A cefaleia em salvas (cluster headache) é um dos tipos mais intensos que o ser humano pode sentir. Ela faz parte do grupo trigêmino-autonômicas, caracterizado por dor unilateral acompanhada por sintomas autonômicos.
Antes de partir para a definição, confira uma vinheta clínica: um homem de 38 anos, sem comorbidades prévias, chega ao PS alegando que começou a apresentar episódios muito fortes de cefaleia periorbitária à direita há três dias.
Ele relata que até tem vontade de bater a cabeça na parede e apresenta lacrimejamento, vermelhidão ocular, queda palpebral e coriza ipsilateral. A esposa do paciente diz que ele fica desesperado, andando pela casa, extremamente agitado e inquieto.
Nesses últimos dias, a dor o despertou diariamente às 2h30 da madrugada, como se fosse um “despertador”. Cada episódio durava cerca de 1h, com cessação espontânea. Chegou a sair de casa para ir ao PS, mas, antes de chegar, a dor passou completamente.
Hoje, ele vem ao PS porque, minutos após tomar uma taça de vinho, a dor começou novamente e persiste há 2h. Você tenta atendê-lo, mas ele não para de andar de um lado para o outro e só consegue pedir por algo para passar essa dor. Você sabe como conduzir adequadamente esse caso?
A prevalência na população geral é baixa (menos que 1%).
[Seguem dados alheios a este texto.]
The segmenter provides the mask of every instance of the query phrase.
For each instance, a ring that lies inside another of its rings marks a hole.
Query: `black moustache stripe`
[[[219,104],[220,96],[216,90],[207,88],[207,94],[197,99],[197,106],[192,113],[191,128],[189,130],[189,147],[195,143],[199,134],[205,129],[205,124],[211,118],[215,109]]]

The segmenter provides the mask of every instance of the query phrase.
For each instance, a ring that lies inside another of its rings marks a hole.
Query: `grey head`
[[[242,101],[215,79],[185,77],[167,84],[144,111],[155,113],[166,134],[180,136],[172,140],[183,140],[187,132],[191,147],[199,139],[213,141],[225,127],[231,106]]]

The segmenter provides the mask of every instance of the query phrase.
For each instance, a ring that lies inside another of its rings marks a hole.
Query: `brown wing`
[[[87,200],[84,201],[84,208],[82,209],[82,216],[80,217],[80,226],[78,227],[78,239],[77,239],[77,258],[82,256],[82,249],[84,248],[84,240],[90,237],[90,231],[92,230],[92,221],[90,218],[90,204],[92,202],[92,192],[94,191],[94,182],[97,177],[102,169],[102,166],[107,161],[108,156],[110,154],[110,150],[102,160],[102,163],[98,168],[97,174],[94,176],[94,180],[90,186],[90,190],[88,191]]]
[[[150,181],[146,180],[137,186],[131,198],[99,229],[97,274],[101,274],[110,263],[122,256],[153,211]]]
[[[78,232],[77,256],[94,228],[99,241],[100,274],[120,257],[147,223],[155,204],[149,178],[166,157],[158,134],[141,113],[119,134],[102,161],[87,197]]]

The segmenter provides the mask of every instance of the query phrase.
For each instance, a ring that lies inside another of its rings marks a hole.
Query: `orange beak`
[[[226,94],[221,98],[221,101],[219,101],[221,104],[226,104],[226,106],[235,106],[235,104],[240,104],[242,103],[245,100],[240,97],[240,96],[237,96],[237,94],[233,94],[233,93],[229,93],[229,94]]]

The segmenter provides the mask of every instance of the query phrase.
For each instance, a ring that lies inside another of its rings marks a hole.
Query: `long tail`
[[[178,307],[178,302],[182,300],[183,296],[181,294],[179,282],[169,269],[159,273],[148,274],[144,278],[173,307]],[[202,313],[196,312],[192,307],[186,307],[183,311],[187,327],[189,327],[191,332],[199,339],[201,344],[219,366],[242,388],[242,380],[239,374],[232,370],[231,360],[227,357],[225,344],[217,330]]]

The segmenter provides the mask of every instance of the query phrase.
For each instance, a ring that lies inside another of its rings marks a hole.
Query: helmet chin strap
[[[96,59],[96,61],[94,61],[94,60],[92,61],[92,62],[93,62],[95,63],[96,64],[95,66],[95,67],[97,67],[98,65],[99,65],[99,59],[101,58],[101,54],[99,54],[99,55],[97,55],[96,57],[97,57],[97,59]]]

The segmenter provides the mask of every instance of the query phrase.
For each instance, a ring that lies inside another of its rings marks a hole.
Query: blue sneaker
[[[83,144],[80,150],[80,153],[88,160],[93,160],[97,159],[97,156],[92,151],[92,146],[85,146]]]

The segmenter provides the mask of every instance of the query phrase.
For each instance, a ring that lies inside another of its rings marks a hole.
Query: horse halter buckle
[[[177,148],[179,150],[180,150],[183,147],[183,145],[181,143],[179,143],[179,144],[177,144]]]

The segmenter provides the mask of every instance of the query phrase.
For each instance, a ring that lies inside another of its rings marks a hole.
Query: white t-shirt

Como é uma dor muito intensa, praticamente todos esses pacientes vão passar por algum PS em algum momento da vida. Porém, afinal, você sabe o que é cefaleia?
Basicamente, o tipo em salvas é uma cefaleia primária, trigêmino-autonômica, de etiologia desconhecida, que acomete principalmente homens (proporção 4:1). É caracterizada por crises de dor excruciante, unilateral, localizada na região orbitária, supraorbitária e/ou temporal.
A condição é acompanhada por fenômenos autonômicos ipsilaterais (lacrimejamento, ptose, miose, coriza, injeção conjuntival, obstrução nasal e sudorese) e/ou agitação/inquietação. Cada episódio dura de 15 min a 180 min e ocorre 1 vez a cada 2 dias, podendo acontecer até 8 vezes ao dia.
Outra marca muito importante é a periodicidade: é comum que os pacientes tenham crises de dor que seguem um “relógio biológico”. Por exemplo: crises de dor em todo o outono, que começam às 2h da manhã.
Nos casos, de 80 a 90% dos casos que duram de 7 dias a 12 meses e, logo depois, remitem por pelo menos 3 meses são classificados como salvas episódicas. O restante compreende a cefaleia em salvas crônicas.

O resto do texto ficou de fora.